Results: An allele carrying a CYP21A1P/A2 chimeric gene was found unusually associated to a C4B/C4A Taq I 6.4-kb fragment, generally associated to C4B and CYP21A1P deletions. A novel haplotype bearing both p.P34L and p.H62L, novel and rare mutations, respectively, was identified in exon 1, however p.P30L, the most frequent pseudogene-derived mutation in this exon, was absent. Four unrelated patients showed this haplotype. Absence of p.P34L in CYP21A1P of normal controls indicated that it is not derived from pseudogene. In addition, the combination of different approaches revealed nine haplotypes for deleted 21-hydroxylase deficiency alleles.

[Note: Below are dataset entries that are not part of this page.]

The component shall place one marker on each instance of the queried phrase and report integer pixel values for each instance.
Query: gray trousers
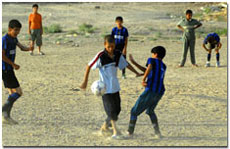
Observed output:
(188, 43)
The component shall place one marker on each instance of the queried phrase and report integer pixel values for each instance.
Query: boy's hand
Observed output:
(83, 85)
(124, 51)
(139, 74)
(144, 84)
(31, 48)
(131, 58)
(15, 66)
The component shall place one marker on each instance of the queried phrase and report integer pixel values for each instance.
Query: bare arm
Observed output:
(197, 26)
(29, 31)
(219, 46)
(84, 84)
(130, 67)
(149, 68)
(205, 47)
(8, 61)
(180, 27)
(23, 48)
(41, 29)
(143, 69)
(125, 48)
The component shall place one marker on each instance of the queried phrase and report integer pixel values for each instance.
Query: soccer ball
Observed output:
(98, 88)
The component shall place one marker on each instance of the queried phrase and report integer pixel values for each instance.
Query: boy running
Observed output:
(108, 61)
(154, 89)
(120, 33)
(188, 26)
(35, 28)
(213, 42)
(9, 43)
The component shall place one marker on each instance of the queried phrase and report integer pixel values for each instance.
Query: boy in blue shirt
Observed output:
(9, 43)
(108, 61)
(154, 89)
(188, 25)
(212, 41)
(120, 33)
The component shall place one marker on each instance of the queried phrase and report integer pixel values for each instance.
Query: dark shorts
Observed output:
(112, 105)
(211, 46)
(120, 47)
(9, 79)
(147, 101)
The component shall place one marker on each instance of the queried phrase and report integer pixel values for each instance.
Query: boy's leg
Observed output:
(33, 38)
(123, 71)
(208, 58)
(217, 58)
(109, 102)
(39, 41)
(153, 116)
(14, 94)
(141, 104)
(192, 51)
(185, 51)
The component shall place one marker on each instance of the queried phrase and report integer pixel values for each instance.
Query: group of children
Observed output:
(113, 56)
(188, 26)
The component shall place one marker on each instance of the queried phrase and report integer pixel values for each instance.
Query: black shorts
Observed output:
(9, 79)
(120, 47)
(112, 105)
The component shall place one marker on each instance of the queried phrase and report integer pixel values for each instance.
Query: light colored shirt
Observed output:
(189, 27)
(108, 69)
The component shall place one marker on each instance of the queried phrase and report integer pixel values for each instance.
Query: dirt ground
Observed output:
(193, 111)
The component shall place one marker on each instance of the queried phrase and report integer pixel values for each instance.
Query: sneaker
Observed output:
(194, 65)
(8, 120)
(41, 53)
(115, 137)
(123, 76)
(180, 66)
(158, 136)
(12, 121)
(207, 64)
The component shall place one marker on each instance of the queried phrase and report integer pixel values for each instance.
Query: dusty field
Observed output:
(193, 111)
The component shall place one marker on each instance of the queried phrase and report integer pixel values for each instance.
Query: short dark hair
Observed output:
(35, 5)
(188, 11)
(211, 39)
(160, 51)
(14, 24)
(109, 39)
(119, 18)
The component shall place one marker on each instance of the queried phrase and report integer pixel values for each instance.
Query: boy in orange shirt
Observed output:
(35, 29)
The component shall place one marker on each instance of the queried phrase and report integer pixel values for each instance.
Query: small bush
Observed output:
(158, 34)
(4, 32)
(223, 31)
(72, 32)
(207, 10)
(86, 28)
(54, 28)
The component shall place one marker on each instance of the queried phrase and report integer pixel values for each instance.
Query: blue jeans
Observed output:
(147, 101)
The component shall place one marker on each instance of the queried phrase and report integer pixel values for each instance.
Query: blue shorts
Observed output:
(148, 101)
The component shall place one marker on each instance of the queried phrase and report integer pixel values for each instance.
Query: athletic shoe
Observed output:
(207, 64)
(158, 136)
(41, 53)
(179, 66)
(194, 65)
(123, 76)
(8, 120)
(115, 137)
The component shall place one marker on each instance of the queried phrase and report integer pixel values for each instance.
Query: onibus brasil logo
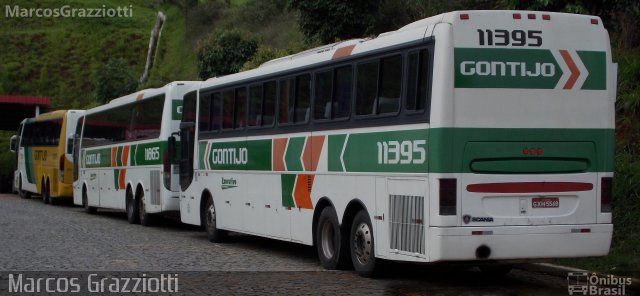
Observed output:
(581, 283)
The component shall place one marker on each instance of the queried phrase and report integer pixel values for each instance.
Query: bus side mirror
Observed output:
(172, 148)
(187, 125)
(69, 145)
(13, 143)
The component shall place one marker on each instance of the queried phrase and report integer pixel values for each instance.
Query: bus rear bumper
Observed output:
(519, 242)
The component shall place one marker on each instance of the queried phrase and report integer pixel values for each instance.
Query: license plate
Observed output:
(545, 202)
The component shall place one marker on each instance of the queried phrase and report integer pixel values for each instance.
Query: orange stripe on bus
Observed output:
(279, 145)
(125, 155)
(114, 151)
(311, 153)
(302, 191)
(121, 177)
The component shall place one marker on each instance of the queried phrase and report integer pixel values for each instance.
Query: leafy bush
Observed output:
(114, 79)
(264, 54)
(224, 52)
(332, 20)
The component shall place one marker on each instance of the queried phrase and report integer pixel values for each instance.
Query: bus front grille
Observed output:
(406, 221)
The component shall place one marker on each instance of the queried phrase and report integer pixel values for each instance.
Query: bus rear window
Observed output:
(42, 133)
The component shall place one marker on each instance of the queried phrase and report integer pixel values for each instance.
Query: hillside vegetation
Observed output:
(59, 57)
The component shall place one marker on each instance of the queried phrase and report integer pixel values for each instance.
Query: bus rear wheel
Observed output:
(362, 246)
(214, 234)
(496, 270)
(132, 209)
(23, 194)
(45, 193)
(329, 240)
(85, 203)
(144, 217)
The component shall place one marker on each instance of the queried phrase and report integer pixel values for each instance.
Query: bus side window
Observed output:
(303, 98)
(255, 105)
(269, 108)
(342, 91)
(322, 102)
(205, 113)
(228, 97)
(390, 85)
(216, 111)
(367, 87)
(418, 81)
(286, 101)
(240, 110)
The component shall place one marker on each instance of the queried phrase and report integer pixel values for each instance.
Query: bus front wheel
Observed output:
(329, 240)
(362, 245)
(45, 193)
(145, 218)
(132, 209)
(85, 203)
(214, 234)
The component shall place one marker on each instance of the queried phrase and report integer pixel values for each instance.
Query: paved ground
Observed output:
(63, 241)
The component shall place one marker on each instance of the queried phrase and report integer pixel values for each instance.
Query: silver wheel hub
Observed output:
(362, 243)
(211, 217)
(327, 240)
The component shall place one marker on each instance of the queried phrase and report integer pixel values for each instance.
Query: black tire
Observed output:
(85, 202)
(331, 244)
(132, 209)
(23, 194)
(496, 270)
(144, 218)
(45, 193)
(52, 201)
(214, 234)
(362, 246)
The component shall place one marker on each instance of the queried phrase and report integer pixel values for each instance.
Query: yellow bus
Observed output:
(45, 155)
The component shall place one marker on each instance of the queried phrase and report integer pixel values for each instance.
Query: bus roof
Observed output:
(412, 32)
(58, 114)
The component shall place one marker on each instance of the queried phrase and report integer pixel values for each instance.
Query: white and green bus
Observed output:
(123, 158)
(477, 136)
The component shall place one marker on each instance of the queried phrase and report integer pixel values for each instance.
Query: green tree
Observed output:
(264, 54)
(332, 20)
(114, 79)
(224, 52)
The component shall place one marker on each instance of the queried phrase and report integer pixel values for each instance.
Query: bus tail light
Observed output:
(448, 194)
(61, 169)
(606, 195)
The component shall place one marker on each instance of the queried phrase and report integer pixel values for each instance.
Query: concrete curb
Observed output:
(562, 271)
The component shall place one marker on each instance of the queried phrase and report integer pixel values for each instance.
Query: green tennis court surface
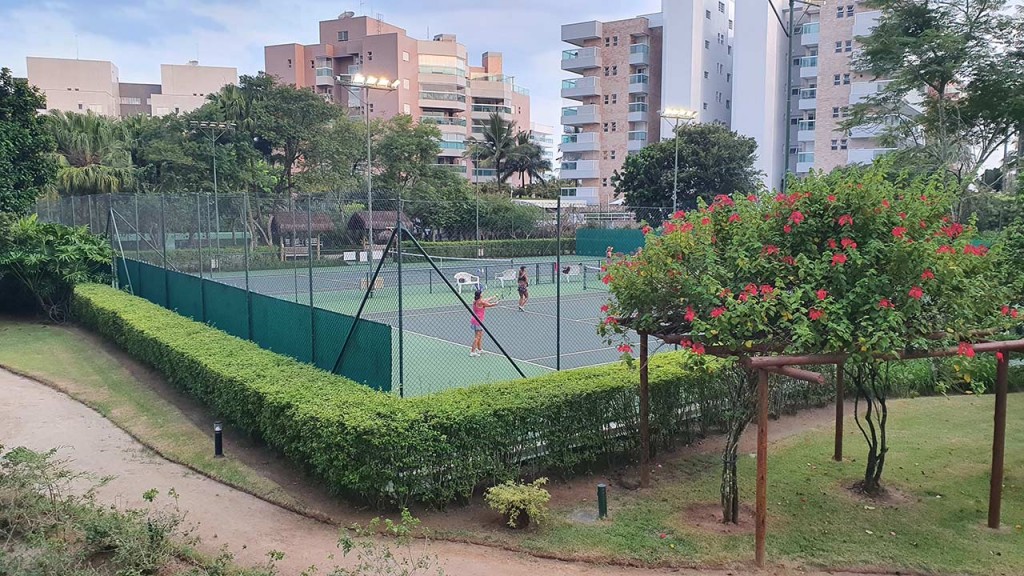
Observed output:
(435, 326)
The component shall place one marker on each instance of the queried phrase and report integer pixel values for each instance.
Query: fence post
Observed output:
(246, 240)
(199, 239)
(309, 254)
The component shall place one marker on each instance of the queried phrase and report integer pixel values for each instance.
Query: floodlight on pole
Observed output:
(215, 130)
(677, 116)
(365, 84)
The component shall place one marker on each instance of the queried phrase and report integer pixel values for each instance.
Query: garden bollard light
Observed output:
(218, 441)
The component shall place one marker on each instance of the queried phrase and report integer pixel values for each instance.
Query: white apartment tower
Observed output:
(626, 72)
(824, 84)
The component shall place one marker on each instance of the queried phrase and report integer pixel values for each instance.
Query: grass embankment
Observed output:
(934, 522)
(79, 365)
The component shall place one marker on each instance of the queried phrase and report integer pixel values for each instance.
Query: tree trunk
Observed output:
(742, 388)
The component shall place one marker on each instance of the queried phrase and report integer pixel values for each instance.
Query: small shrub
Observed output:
(520, 504)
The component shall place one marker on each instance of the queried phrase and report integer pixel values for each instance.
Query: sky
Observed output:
(139, 35)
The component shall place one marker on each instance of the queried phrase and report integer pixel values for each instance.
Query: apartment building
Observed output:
(436, 82)
(626, 73)
(545, 136)
(824, 85)
(75, 85)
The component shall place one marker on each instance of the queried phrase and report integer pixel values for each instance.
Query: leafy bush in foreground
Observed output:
(433, 449)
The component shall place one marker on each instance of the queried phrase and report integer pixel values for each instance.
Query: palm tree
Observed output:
(526, 159)
(92, 155)
(496, 146)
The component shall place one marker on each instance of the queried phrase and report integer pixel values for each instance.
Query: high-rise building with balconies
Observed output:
(436, 82)
(626, 73)
(823, 85)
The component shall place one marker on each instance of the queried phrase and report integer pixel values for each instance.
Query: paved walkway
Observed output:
(40, 418)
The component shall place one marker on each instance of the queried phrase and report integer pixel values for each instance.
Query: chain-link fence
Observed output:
(300, 276)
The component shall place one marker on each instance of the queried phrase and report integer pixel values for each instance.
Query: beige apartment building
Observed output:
(824, 85)
(436, 82)
(75, 85)
(628, 72)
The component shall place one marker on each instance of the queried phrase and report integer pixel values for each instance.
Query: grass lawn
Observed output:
(75, 363)
(937, 467)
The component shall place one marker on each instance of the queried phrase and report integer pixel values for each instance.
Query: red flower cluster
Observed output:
(965, 348)
(953, 230)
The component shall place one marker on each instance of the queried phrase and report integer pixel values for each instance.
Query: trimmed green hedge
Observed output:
(497, 248)
(434, 449)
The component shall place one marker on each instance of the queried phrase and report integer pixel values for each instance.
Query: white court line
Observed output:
(484, 352)
(572, 354)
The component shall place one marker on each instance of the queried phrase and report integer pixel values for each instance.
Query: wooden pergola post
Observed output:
(840, 400)
(761, 512)
(998, 439)
(644, 414)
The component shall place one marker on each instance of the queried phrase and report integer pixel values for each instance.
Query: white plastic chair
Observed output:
(506, 276)
(466, 279)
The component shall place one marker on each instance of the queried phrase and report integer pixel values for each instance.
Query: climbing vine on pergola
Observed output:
(855, 265)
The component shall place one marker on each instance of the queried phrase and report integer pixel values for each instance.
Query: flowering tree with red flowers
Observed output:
(848, 262)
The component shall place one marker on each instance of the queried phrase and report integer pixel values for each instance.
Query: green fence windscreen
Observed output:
(595, 242)
(226, 309)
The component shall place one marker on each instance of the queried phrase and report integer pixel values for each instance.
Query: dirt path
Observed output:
(40, 418)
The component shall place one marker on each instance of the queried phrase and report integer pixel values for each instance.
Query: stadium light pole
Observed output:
(677, 116)
(215, 130)
(365, 84)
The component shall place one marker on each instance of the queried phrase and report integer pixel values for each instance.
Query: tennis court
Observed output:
(435, 326)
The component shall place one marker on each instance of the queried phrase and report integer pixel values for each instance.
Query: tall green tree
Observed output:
(92, 155)
(26, 167)
(496, 145)
(713, 160)
(955, 83)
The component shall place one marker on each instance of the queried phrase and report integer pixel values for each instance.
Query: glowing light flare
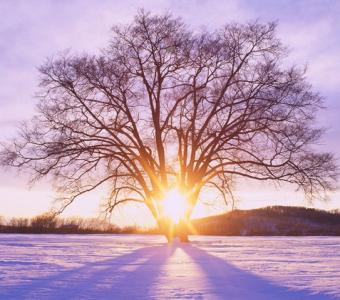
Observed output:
(174, 205)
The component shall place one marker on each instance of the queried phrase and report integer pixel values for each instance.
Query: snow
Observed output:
(146, 267)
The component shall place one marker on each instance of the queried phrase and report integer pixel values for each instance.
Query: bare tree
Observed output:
(164, 107)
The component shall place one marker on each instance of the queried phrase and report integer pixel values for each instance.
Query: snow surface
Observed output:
(146, 267)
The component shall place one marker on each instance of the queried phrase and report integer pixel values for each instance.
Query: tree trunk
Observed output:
(172, 231)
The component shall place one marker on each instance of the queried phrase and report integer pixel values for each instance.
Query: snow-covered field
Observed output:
(144, 267)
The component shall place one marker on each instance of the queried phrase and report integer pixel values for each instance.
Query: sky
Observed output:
(32, 30)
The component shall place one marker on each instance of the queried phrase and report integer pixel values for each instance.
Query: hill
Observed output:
(272, 220)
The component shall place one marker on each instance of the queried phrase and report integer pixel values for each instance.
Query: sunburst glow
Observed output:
(174, 205)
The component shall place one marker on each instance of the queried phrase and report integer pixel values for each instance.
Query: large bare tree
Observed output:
(164, 107)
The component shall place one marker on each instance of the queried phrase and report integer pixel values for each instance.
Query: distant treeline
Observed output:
(49, 224)
(272, 220)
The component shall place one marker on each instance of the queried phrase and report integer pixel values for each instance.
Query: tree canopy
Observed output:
(164, 106)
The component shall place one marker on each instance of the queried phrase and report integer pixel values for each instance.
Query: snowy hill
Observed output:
(273, 220)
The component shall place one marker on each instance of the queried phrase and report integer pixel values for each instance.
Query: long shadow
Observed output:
(229, 282)
(129, 276)
(135, 275)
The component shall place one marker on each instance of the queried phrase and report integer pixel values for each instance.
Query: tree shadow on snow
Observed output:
(134, 276)
(229, 282)
(128, 276)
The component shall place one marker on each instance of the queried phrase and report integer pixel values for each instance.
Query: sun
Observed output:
(174, 205)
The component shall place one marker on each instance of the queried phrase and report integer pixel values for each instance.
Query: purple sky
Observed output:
(30, 31)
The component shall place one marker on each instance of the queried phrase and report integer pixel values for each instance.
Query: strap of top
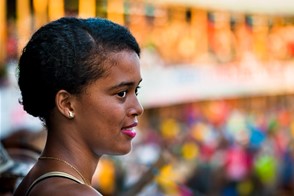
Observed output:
(53, 174)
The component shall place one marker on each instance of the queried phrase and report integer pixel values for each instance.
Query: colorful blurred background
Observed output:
(218, 93)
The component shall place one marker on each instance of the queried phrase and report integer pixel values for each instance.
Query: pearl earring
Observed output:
(71, 114)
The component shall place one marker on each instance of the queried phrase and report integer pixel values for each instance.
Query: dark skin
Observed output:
(104, 115)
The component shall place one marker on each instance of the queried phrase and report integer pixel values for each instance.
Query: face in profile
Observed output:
(106, 113)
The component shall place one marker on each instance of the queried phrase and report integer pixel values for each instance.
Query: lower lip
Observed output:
(129, 133)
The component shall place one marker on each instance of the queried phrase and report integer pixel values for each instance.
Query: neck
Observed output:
(71, 152)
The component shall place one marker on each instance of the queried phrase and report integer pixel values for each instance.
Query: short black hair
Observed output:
(67, 54)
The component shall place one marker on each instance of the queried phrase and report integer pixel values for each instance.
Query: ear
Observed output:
(63, 100)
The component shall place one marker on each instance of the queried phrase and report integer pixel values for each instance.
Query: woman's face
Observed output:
(106, 114)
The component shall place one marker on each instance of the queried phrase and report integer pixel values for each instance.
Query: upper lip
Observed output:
(131, 126)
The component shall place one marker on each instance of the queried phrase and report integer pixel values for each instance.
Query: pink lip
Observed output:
(129, 131)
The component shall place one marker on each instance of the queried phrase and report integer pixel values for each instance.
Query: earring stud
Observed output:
(71, 114)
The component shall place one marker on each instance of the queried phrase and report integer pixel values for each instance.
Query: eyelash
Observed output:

Conclusions: This study demonstrated high allelic variability for 30-kb deletion in patients with 21-hydroxylase deficiency indicating that a founder effect might be improbable for most monomodular alleles carrying CYP21A1P/A2 chimeric genes in Brazil.

Figure 1

Schematic representation illustrating the hybridization sites for C4 and CYP21 probes. a) Southern blot: bars indicate hybridization regions for each probe; T denote Taq I restriction sites; numbers indicate sizes in kb of fragments recognized by each probe; b) MLPA experiment: arrows indicate the location where each probe hybridizes. Ex = exon, Int - intron.

Figure 2

Taq I Southern blots showing patients carrying monomodular alleles. Hybridizations with CYP21 (pC21/3c) and C4 (C4B550) probes are shown. a) Homozygous genotypes for monomodular alleles; b) compound heterozygous genotypes with mono- and bimodular alleles carrying large gene conversion; c) compound heterozygous genotypes with mono- and bimodular alleles carrying pseudogene-derived mutations; d) compound heterozygous genotype with mono- and trimodular alleles carrying pseudogene-derived mutations; e) compound heterozygous genotype with mono- and tetramodular alleles (lane 3); maternal genotype showing compound heterozygosis with mono- and bimodular alleles (lane 2); and paternal genotype with tetramodular and bimodular alleles (lane 1). Numbers below each lane depict patient numbers.

Figure 3

Integrated and normalized MLPA data. C4A, C4B, CYP21A1P, CYP21A2, TNXB, CREB1 are shown. Numbers 1-15 correspond to: (1) C4A exon 17, (2) C4B exon 19, (3-5) CYP21A1P 5' promoter region, intron 2, 3'UTR; (6-10) CYP21A2 5' promoter region, exon 3, exon 4, exon 6, exon 8; (11-13) TNXB exon 32, 15, 1; (14) CREB1 probe. (15) Y-chromosome probe. Horizontal black bars denote recombination breakpoints (RB); red bar, for patient 8. Columns correspond to integrated and normalized electropherogram peak areas, values between 0.8 and 1.2 indicate two copies, below and above correspond to one or more than two copies, respectively. Patients' numbers are on the right. Green arrows indicate heterozygosis for p.I172N and p.Q318X (patient 18). Black arrows indicate 2:1 ratio for two copies of 3'UTR pseudogene (5) and one copy of exon 8 (10). (a-g) Upper panels - MLPA results; lower panels - schematic genotypes. a) Monomodular homozygosis; red circles denote different C4 5'-end; b) Mono- and bimodular alleles carrying chimeric genes; red arrows indicate 1:2 ratio (C4A:C4B); c) heterozygosis for mono- and bimodular alleles; red arrows indicate three copies of C4B; d) heterozygosis for mono- and tri- or tetramodular alleles; red arrows indicate 2:2 ratio for 3'-end CYP21A1P (5) to exon 8 CYP21A2 (10); patient 10 - trimodular allele bearing normal p.Q318 in the two pseudogenes; e) heterozygosis for alleles mono- and bimodular with CYP21A1P/A2 and C4A/C4B, respectively; f-g) heterozygosis for mono- and bimodular alleles; RB between exons 3-4 and 1-3, respectively; red arrow - null C4B hybridization signal (patient 20).